The TREC interactive task used 25 adhoc topics selected for this purpose by Donna Harman.
In what follows, it is assumed that (for the purposes of this task) each topic is the subject of an interactive search by a single searcher. The task has two parts: the primary task defines the interactive phase of the search, the secondary task (optional but recommended) involves the choice of a single search formulation and a subsequent off-line search. There is also an optional but recommended baseline task, a comparable non-interactive search.
Participants may need to refine the specification given, and/or provide additional guidance, in their instructions to their searchers. Any such refinement/guidance should form part of the report.
"Find as many documents as you can which address the given information problem, but without too much rubbish. You should complete the task in around 30 minutes or less."

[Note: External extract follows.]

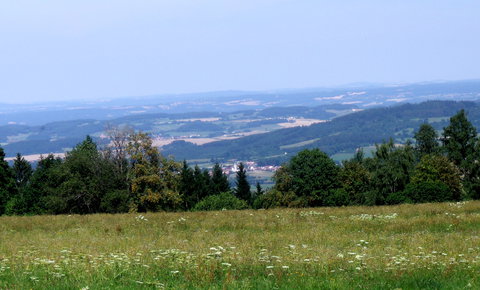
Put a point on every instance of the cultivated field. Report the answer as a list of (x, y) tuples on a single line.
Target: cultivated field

It will be necessary for the system and/or the searcher to record and report on the progress and outcome of the search, in various ways. There follows a series of notes on specific items that need to be recorded; below is a partial specification of the reporting format.
Time taken: the elapsed (clock) time taken for the search, from the time the searcher first sees the topic until s/he declares the search to be finished, should be recorded. It is assumed that the interactive search takes place in one uninterrupted session. If a session is unavoidably interrupted, it is recommended that it be abandoned and the topic given to another searcher.
Sequence of events: all significant events in the course of the interaction should be recorded. The events listed below are those that seem to be fairly generally applicable to different systems and interactive environments; however, the list may need extending or modifying for specific systems.
Timing of events: it may be necessary to record the times of individual events in the interaction (see below).
Intermediate search formulations: if appropriate to the system, these should be recorded.
Documents viewed: "viewing" is taken to mean the searcher seeing a title or some other brief information about a document; these events should be recorded.
Documents seen: "seeing" is taken to mean the searcher seeing the text of a document, or a substantial section of text; these events should be recorded.
Terms entered by the searcher: if appropriate to the system, these should be recorded.
Terms seen (offered by the system): if appropriate to the system, these should be recorded.
Selection/rejection: documents or terms selected by the user for any further stage of the search (in addition to the final selection of documents).
"Sparse" format: a list of the identifiers of the selected documents for each topic, together with the elapsed (clock) time of the search.
"Rich" format: for each topic, the sequence of events as indicated above, and perhaps the times of events. A fuller specification of this rich format will be made at a later date; it is likely to require further interaction among the groups taking part, to ensure that all groups can comply.
Two further items should be reported. A full narrative description should be given of the interactive session for one specified topic (this topic will be specified at a later date). As indicated above, any further guidance and/or refinement of the task specification given to the searchers should also be reported.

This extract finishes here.